Following this cookbook-like procedure, the original robot was capable of automatically assembling its replicas. The replication process took 135 seconds per cycle. While each of the four complex parts had to be placed in known locations, “the errors of positioning and orientation are not highly critical. We found slight errors during the grasping process in a few experiments (out of more than 20 trials) caused by improper placement of the subsystems. Overall, the system is robust and repeatable.” An AVI video clip is available online [1293].

In future work, Suthakorn planned “to build a self-replicating intelligence system [1290] such as a circuit controller and a mechanical decoder. This would fill the missing part of the self-replicating robotics research. However, our ultimate goal is to develop a self-replicating robotic system capable of autonomously assembling its replicas from simple components using only electromechanical intelligence, i.e., a mechanical code and transistor-based control circuits. This eliminates complicated electronic components such as programmable micro-controllers, and makes the concept more appropriate for future space systems that can use in-situ resources for self-replication.” [1287] Pursuing this objective, the syllabus for the Spring 2003 mechatronics course [30] at the JHU Department of Mechanical Engineering, called “the intelligence of self-replicating robots,” is described as follows:

This course is a hands-on, interdisciplinary design project, in which juniors, seniors, and graduate students from all engineering disciplines work together to design, build, and debug robots. This year we continue the exploration of self-replicating robots. Last year, each group built a remote-controlled self-replicating robot. This year our goal is to build autonomous self-replicating electromechanical intelligences. Each group will build a robot consisting of an arm, a control circuit for the arm, and a machine code program to control the arm, among which the circuit and the code should be replicable. The objective is that the arm should be able to implement the same function as before, after being connected to the resulting new circuit and code. The whole system will be built by using LEGO kits. Students are required to build their own logic control circuits which are made up of LEGO pieces embedded with electronic components, such as transistors, resistors, and capacitors. The “program” will also be built with LEGO pieces, and should consist of at least 10 bits but not more than 100 bits. Presentation will be within the week from May 5 to 9, 2003.
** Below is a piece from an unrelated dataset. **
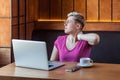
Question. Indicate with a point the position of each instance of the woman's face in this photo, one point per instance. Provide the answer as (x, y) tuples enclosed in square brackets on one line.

Interestingly, Suthakorn’s autonomous replicator passed the “fertility test” recommended by the RSC Team of the 1980 NASA lunar replicator study [2] for their replication feasibility demonstration (Section 3.13.1): “All the replicas were also capable of completing the same replicating process,” says Suthakorn [1287]. “We believe that this prototype was the world’s first fully functional autonomous self-replicating robot.”